These working definitions of virtue and vice are broad. They include moral qualities – like benevolence and cruelty – but they also include intellectual qualities – like open-mindedness and dogmatism. They include qualities over whose acquisition we exercise considerable control, and for which we can clearly be praised (e.g., courage) or blamed (e.g., cowardice). But they also include qualities over which we exercise little control – like reliable memory – qualities which we find ourselves either with or without, due to no merit or fault of our own. David Hume famously includes all of these sorts of qualities – intellectual as well as moral, and involuntary as well as voluntary – on his lists of virtues and vices. In his Enquiry Concerning the Principles of Morals, Hume argues that attempts to exclude intellectual qualities from the category of virtues will fail. For instance, he claims that if we were to “lay hold of the distinction between intellectual and moral endowments, and affirm the last alone to be real and genuine virtues, because they alone [led] to action” then we would quickly discover that “many of those qualities…called intellectual virtues, such as prudence, penetration, discernment, discretion, [have] also a considerable influence on conduct” (1966/1751: 156). In short, Hume's point is that intellectual virtues are no less real or genuine than moral virtues. In his Treatise of Human Nature, Hume argues that involuntary abilities cannot be excluded from the category of virtues, since some of them are “useful” to the people who have them; that is, some involuntary abilities enable the people who have them to attain good effects (1978/1738: 610). Accordingly, he thinks that virtues that are involuntary are no less real than virtues that are voluntary.

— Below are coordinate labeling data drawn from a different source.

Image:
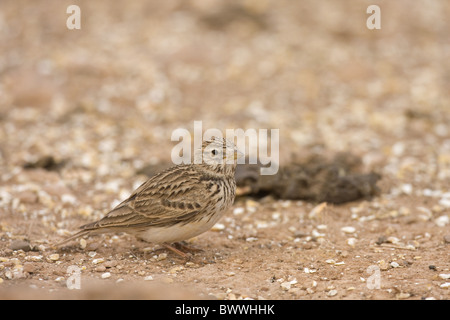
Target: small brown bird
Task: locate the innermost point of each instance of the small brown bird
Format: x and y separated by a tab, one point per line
178	203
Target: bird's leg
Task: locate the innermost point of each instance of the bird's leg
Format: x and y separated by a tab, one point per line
175	250
185	247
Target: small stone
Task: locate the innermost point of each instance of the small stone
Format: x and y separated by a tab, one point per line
383	265
110	264
348	229
100	269
218	227
447	238
442	221
83	243
286	285
20	245
403	295
29	267
406	188
445	202
176	269
54	257
162	256
97	261
351	242
332	293
167	280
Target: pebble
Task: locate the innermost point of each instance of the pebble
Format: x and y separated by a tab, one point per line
54	257
351	242
20	245
218	227
442	221
97	261
100	269
447	238
332	293
110	264
445	202
175	269
83	243
162	256
286	285
403	295
348	229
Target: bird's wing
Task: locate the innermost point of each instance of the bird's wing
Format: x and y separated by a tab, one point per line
167	198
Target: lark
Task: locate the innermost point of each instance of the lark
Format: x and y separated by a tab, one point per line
179	203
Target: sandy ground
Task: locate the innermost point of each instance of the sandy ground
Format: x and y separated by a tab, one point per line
83	111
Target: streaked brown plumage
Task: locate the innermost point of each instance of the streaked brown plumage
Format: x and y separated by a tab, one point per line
178	203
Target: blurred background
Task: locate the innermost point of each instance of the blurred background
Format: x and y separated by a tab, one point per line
114	90
89	109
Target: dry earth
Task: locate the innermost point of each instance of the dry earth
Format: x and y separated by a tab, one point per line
82	111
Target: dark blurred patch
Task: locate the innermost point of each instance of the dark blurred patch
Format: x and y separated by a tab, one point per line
233	13
315	179
46	162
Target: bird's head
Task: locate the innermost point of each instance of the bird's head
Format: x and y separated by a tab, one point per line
218	151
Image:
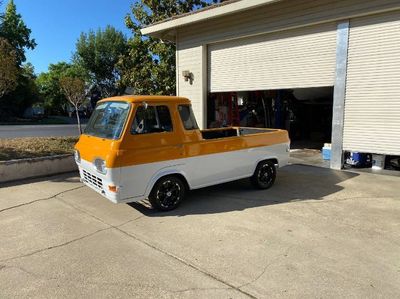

Our working definitions agree with Hume on both these points. It is also worth noting that our working definitions are broad enough to be compatible with both theism and atheism – one need not be a theist to endorse our working definitions of virtue or vice. Here, too, they agree with Hume.3

In fact, our working definitions of virtue and vice are so broad that, as they stand, they are difficult to apply. To apply them, we need to be able to determine whether a quality is an excellence or a defect, and why it makes one a better person or a worse person. With this end in mind, we can distinguish between two key concepts of virtue, both of which are compatible with, but less vague than, our working definition of virtue.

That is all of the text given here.